Props go to Euro RSCG Worldwide-New York (especially Ron Berger and Michael Lee), and to the marketing team at Schwab, (and especially Rebecca Saeger).  It looks as if Schwab did the research.  Plainly Euro RSCG did the creative. 

I wonder if other players in financial services know how good this work is and far they must go to catch up.  As Schwab’s Glen Mathison puts it, "[Most financial services advertising is] filled with images of people on the beach or with their families, and it doesn’t stand out."  Indeed, most financial institutions are still the captives of the kind of thing the CSD industry was doing in the 1950s and early 1960s.  "Happy families" is the rough equivalent of Coke’s "fun in the sun" creative. 
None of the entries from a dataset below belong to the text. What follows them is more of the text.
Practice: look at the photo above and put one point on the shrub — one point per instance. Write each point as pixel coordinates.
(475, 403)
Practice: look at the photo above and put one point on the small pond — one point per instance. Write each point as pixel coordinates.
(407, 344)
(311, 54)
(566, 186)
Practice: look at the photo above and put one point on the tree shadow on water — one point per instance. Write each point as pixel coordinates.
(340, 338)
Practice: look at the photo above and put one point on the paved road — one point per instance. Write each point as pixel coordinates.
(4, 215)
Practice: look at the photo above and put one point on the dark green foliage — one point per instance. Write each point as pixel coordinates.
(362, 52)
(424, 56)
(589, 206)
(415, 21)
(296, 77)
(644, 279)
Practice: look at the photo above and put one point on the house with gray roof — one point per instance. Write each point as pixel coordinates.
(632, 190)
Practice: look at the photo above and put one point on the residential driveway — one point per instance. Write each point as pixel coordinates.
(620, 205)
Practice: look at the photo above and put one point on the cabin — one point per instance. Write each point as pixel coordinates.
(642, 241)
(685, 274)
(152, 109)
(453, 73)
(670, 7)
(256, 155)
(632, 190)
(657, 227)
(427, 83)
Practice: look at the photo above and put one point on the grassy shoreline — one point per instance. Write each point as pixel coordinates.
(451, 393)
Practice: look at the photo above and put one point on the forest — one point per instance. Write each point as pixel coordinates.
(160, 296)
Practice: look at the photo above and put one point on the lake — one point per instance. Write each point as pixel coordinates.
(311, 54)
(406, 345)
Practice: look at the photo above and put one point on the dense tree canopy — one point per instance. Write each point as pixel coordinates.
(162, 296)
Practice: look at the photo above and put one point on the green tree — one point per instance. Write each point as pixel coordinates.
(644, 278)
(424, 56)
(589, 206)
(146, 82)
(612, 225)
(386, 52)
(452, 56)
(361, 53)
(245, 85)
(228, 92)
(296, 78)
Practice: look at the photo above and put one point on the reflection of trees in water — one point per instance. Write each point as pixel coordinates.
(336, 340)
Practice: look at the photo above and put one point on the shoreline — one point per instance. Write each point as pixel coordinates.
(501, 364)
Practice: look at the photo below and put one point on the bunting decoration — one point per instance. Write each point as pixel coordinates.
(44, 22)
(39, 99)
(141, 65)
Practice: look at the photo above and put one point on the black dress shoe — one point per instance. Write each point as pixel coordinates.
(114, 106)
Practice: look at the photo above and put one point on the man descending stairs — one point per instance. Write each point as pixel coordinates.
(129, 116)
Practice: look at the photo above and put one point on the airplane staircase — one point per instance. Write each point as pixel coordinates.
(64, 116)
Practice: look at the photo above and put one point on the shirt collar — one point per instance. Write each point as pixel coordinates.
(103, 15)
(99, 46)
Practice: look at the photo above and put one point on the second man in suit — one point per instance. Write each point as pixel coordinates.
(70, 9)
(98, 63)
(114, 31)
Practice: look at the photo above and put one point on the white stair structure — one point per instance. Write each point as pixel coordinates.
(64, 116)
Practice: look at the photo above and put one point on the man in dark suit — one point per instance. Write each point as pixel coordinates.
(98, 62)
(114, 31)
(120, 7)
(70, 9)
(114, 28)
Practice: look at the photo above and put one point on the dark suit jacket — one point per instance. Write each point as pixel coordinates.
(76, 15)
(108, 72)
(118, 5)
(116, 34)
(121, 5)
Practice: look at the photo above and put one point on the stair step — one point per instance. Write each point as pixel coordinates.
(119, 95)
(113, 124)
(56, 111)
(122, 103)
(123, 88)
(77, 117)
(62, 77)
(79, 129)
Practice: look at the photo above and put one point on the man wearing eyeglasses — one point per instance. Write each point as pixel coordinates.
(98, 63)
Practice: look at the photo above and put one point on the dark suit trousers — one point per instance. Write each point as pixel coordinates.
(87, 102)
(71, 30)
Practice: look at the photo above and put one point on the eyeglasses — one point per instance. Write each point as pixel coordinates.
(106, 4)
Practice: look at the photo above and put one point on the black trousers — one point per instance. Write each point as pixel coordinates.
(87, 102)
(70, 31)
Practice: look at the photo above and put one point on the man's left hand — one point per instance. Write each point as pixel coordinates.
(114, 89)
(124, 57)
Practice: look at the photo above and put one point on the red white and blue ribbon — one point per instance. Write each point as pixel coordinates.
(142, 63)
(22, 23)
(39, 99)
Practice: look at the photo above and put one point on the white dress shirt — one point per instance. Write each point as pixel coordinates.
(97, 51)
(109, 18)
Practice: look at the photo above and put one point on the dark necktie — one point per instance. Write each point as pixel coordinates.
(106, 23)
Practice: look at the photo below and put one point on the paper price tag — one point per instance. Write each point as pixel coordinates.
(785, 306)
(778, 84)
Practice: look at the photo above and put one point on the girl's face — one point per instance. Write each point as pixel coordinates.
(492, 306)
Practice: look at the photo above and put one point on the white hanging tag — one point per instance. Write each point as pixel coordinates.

This tells us how steep is the marketing mountain most must now climb. 

I leave for later discussion (or reader comment), the use of "Chuck" instead of Charles Schwab and the use of Waking Life animation in the TV spots.  I am on the fence about "Chuck."  I am  impressed with one of the Waking Life animations (the Asian guy) and a little creeped out by another (the execution for "woman on a chair lift").  Both are vivid, however, and return to memory with a power that "people sitting on the beach" cannot match.

References

Elliott, Stuart.  2005.  A Schwab Campaign Steeped in Personality.  New York Times.  September 27, 2005. 

French, Julie.  2005.  Campaign Close-Up: Charles Schwab. Sales and Marketing.  here.
(This is the source for the Mathison quote.)

McCracken, Grant. 2006. Marketing the Capital Markets.  This Blog Sits At…  February 17, 2006.  here.